Until 26 January 2024, Velyka Pysarivka was designated urban-type settlement. On this day, a new law entered into force which abolished this status, and Velyka Pysarivka became a rural settlement.

===2022 Russian invasion===
On 24 February, as part of the 2022 Russian invasion of Ukraine, two Russian tank columns crossed the international border at Grayvoron and Popivka, reaching Velyka Pysarivka by 08:00. The next day, according to the Sumy Oblast governor Dmytro Zhyvytskyi, fighting began at 07:30 on the outskirts of the Okhtyrka in the direction of Velyka Pysarivka. According to Ukrainian state employee Anton Herashchenko, Russian forces could not occupy Okhtyrka and retreated, leaving tanks and equipment.

The Russian military repeatedly bombarded Velyka Pysarivka throughout March 2022. Shelling was reported in the settlement on 5 March and 13 March.

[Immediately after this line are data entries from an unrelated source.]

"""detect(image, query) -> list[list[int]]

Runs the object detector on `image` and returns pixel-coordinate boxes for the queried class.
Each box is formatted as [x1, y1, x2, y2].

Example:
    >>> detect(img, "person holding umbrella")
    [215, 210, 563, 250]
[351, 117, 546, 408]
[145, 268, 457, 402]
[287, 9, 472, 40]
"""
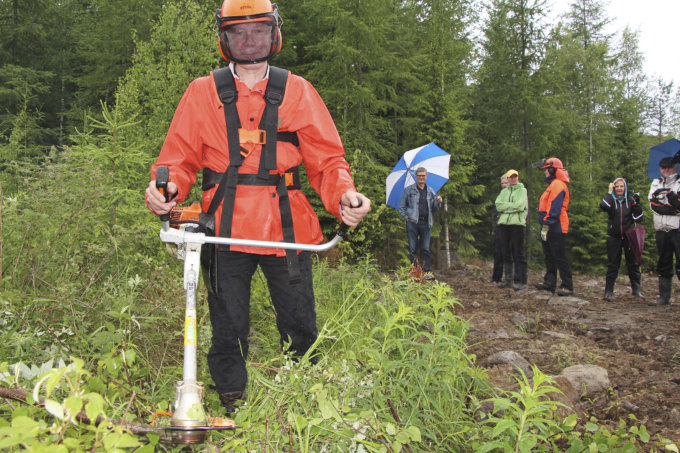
[599, 178, 644, 300]
[648, 156, 680, 306]
[535, 157, 574, 296]
[494, 169, 528, 291]
[398, 167, 443, 279]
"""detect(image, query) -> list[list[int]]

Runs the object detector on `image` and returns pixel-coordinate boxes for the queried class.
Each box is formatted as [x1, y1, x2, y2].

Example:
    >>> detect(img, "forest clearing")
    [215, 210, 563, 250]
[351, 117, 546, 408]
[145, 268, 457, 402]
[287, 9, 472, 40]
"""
[441, 260, 680, 447]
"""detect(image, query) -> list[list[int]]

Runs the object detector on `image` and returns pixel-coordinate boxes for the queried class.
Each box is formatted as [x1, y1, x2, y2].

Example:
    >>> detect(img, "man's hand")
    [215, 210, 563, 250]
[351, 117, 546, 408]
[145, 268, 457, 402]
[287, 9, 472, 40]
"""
[339, 191, 371, 227]
[668, 191, 680, 208]
[653, 188, 669, 201]
[146, 180, 178, 215]
[435, 195, 443, 203]
[541, 225, 549, 241]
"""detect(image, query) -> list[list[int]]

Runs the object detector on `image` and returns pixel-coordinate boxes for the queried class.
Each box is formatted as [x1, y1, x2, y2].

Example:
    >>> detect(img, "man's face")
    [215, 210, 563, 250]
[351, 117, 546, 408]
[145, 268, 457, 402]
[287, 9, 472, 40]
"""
[508, 174, 519, 185]
[660, 165, 677, 178]
[416, 172, 427, 185]
[225, 21, 273, 62]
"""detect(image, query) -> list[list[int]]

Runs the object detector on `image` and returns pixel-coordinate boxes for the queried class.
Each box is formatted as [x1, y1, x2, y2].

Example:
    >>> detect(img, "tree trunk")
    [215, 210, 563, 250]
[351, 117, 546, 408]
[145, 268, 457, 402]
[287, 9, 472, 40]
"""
[444, 197, 450, 268]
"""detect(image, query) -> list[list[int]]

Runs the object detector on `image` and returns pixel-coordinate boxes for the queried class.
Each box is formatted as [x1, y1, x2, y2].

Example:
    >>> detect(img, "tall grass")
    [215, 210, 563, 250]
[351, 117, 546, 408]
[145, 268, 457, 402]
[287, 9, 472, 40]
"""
[228, 258, 489, 452]
[1, 246, 489, 451]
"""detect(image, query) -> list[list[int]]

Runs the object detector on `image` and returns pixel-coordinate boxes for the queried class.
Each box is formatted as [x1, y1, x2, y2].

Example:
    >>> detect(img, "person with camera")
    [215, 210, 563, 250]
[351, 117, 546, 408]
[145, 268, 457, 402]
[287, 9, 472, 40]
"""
[599, 178, 644, 300]
[648, 156, 680, 306]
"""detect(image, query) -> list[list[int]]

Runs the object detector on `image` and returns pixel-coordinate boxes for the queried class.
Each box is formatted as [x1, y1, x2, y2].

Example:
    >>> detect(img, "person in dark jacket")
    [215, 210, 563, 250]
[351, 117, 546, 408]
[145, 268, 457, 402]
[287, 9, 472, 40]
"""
[398, 167, 443, 279]
[599, 177, 644, 300]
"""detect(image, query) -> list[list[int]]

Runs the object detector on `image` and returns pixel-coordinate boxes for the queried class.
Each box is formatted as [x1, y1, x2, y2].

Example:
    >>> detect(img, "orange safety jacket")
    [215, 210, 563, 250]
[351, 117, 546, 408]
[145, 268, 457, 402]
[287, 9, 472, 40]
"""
[538, 174, 570, 234]
[150, 65, 356, 256]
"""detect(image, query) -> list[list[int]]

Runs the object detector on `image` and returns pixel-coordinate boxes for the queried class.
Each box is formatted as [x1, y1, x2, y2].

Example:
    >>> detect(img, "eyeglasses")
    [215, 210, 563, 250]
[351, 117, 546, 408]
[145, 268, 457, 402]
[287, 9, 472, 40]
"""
[224, 22, 273, 41]
[416, 174, 427, 177]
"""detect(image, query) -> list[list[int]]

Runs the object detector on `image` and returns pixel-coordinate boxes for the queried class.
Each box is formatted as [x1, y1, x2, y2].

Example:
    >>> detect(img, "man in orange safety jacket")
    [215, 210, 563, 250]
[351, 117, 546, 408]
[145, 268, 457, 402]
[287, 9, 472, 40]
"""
[534, 157, 574, 296]
[145, 0, 371, 414]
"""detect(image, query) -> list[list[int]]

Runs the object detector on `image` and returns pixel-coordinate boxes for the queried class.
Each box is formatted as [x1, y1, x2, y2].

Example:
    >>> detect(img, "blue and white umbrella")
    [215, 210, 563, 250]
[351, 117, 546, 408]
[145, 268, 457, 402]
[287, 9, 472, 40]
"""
[647, 138, 680, 180]
[386, 143, 450, 209]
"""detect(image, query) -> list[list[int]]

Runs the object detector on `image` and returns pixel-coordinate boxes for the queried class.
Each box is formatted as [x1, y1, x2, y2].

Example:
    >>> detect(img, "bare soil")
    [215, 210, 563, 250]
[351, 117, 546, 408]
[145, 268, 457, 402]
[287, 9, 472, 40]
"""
[438, 261, 680, 444]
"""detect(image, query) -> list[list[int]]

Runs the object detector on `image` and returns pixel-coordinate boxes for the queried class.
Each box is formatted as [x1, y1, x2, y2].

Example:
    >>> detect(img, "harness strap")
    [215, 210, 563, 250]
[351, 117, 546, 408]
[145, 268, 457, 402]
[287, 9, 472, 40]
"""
[210, 65, 301, 283]
[258, 66, 287, 180]
[213, 67, 243, 244]
[202, 167, 301, 191]
[276, 176, 301, 283]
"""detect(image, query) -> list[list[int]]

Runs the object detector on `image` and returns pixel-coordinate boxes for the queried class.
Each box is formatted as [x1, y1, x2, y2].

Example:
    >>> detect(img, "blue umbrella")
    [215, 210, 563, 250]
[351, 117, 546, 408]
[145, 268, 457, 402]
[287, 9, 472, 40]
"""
[647, 138, 680, 180]
[386, 143, 450, 209]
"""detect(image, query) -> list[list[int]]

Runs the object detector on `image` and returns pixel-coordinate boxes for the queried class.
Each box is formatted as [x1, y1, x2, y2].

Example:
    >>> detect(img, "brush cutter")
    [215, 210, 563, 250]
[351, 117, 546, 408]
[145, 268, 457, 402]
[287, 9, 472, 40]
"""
[154, 166, 357, 444]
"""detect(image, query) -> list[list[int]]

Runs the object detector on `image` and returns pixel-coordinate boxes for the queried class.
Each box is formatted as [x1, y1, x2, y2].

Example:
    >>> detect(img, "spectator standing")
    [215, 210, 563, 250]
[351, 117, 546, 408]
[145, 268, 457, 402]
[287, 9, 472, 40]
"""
[398, 167, 443, 279]
[648, 157, 680, 306]
[599, 178, 644, 300]
[495, 169, 528, 290]
[492, 175, 509, 283]
[535, 157, 574, 296]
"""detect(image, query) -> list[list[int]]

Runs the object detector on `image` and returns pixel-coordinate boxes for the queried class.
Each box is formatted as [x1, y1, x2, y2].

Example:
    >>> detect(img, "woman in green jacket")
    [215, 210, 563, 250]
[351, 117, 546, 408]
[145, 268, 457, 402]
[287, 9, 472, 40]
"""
[495, 169, 529, 290]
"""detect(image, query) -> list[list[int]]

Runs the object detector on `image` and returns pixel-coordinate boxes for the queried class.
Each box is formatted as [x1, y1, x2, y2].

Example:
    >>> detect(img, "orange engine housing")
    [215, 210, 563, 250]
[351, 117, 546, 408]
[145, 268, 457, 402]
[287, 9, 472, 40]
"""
[169, 203, 202, 229]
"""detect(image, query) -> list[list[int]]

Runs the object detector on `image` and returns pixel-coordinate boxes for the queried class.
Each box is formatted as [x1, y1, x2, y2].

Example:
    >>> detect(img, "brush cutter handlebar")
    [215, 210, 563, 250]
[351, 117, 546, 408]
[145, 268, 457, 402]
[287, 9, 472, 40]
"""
[155, 166, 357, 251]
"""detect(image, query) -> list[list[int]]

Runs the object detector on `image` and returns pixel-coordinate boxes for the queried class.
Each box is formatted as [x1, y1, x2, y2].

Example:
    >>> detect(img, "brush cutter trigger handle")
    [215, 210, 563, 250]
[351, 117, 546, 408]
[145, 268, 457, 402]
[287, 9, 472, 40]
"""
[337, 197, 363, 237]
[155, 166, 171, 222]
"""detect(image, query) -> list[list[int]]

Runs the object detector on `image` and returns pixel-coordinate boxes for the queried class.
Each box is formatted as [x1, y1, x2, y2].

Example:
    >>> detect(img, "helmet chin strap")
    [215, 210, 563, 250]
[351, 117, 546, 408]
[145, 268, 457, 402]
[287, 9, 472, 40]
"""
[230, 54, 272, 65]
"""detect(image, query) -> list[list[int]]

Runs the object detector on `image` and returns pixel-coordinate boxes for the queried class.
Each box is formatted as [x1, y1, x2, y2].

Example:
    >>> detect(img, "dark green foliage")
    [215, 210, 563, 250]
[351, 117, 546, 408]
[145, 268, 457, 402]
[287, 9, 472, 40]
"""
[0, 0, 672, 273]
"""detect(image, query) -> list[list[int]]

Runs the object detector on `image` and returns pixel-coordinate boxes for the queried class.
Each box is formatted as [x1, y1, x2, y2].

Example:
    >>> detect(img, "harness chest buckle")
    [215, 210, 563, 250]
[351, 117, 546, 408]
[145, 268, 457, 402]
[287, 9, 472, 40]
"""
[238, 128, 266, 145]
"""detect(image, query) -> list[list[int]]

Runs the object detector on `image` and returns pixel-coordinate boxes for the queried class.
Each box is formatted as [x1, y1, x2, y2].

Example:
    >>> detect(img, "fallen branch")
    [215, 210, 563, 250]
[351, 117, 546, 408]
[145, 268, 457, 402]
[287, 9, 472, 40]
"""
[386, 398, 413, 453]
[0, 386, 172, 443]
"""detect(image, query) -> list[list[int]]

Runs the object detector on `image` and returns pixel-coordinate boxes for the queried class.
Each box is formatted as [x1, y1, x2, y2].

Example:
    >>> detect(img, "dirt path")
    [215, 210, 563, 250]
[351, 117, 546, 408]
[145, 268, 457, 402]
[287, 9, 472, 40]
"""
[438, 262, 680, 443]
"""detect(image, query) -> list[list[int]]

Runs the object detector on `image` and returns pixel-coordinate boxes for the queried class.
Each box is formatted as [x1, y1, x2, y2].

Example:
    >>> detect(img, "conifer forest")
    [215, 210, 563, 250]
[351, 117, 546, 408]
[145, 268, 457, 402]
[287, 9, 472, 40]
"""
[1, 0, 680, 451]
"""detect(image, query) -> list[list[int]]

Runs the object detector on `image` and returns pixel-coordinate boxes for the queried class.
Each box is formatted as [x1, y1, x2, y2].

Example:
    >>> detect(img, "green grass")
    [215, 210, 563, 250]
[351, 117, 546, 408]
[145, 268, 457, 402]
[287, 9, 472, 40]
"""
[1, 251, 677, 451]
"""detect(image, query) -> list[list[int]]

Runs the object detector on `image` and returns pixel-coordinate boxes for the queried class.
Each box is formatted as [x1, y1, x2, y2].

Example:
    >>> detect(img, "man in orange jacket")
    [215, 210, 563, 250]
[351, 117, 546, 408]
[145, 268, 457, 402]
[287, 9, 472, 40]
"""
[535, 157, 574, 296]
[145, 0, 370, 413]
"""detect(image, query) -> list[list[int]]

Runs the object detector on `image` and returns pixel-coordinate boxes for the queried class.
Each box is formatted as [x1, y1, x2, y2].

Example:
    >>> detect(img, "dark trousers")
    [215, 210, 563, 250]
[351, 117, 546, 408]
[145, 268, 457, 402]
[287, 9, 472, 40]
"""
[406, 220, 432, 271]
[499, 225, 527, 284]
[541, 231, 573, 290]
[606, 235, 640, 287]
[492, 224, 503, 282]
[655, 229, 680, 279]
[207, 251, 317, 394]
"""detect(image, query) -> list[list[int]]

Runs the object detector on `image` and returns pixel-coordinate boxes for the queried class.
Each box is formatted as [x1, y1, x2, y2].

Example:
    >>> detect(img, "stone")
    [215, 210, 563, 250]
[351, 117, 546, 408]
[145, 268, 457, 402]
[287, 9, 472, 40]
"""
[559, 364, 610, 398]
[486, 350, 533, 378]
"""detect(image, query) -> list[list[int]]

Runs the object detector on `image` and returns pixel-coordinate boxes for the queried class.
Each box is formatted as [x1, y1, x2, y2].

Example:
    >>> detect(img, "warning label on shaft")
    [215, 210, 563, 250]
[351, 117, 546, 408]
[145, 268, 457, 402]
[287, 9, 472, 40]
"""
[184, 307, 197, 346]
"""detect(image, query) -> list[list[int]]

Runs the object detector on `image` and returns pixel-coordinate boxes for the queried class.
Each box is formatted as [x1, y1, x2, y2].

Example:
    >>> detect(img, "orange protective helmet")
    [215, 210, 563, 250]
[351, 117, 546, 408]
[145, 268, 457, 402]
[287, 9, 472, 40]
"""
[540, 157, 564, 171]
[214, 0, 282, 64]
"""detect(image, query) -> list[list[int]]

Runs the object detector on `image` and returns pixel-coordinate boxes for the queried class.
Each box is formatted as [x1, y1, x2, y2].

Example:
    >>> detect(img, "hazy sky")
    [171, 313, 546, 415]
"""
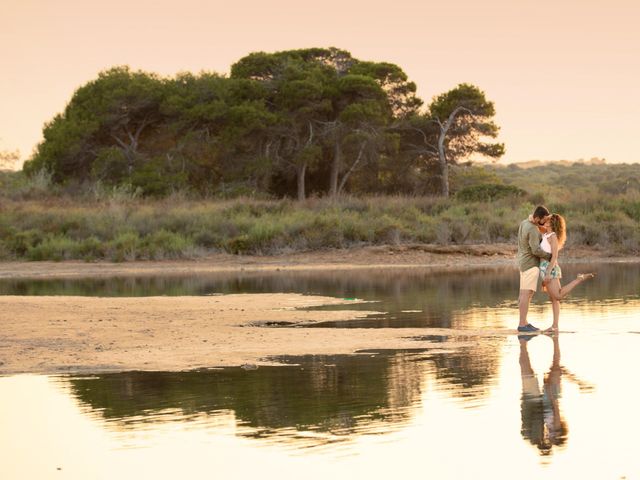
[2, 0, 639, 166]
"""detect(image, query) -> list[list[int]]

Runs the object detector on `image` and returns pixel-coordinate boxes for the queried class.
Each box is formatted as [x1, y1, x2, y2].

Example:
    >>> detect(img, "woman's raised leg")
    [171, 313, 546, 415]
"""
[557, 273, 595, 300]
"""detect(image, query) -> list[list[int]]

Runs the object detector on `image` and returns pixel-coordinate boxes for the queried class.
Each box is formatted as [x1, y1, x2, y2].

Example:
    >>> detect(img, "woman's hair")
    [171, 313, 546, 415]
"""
[550, 214, 566, 247]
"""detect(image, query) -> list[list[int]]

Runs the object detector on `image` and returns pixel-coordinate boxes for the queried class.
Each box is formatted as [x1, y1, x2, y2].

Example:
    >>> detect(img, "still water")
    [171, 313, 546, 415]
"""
[1, 263, 639, 479]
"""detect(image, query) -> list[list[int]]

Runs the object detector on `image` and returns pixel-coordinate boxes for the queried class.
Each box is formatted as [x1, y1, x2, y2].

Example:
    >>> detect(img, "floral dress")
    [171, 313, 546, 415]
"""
[539, 232, 562, 279]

On 17 March 2024, according to the head of local community, the center of Velyka Pysarivka was destroyed by Russian strikes. The citizens were asked to evacuate from the settlement.

==Economy==
===Transportation===
The settlement is connected by roads with Bohodukhiv, with Sumy via Krasnopillia, and across the border with Grayvoron in Russia.

The closest railway station is in Bohodukhiv, on the railway connecting Kharkiv and Sumy.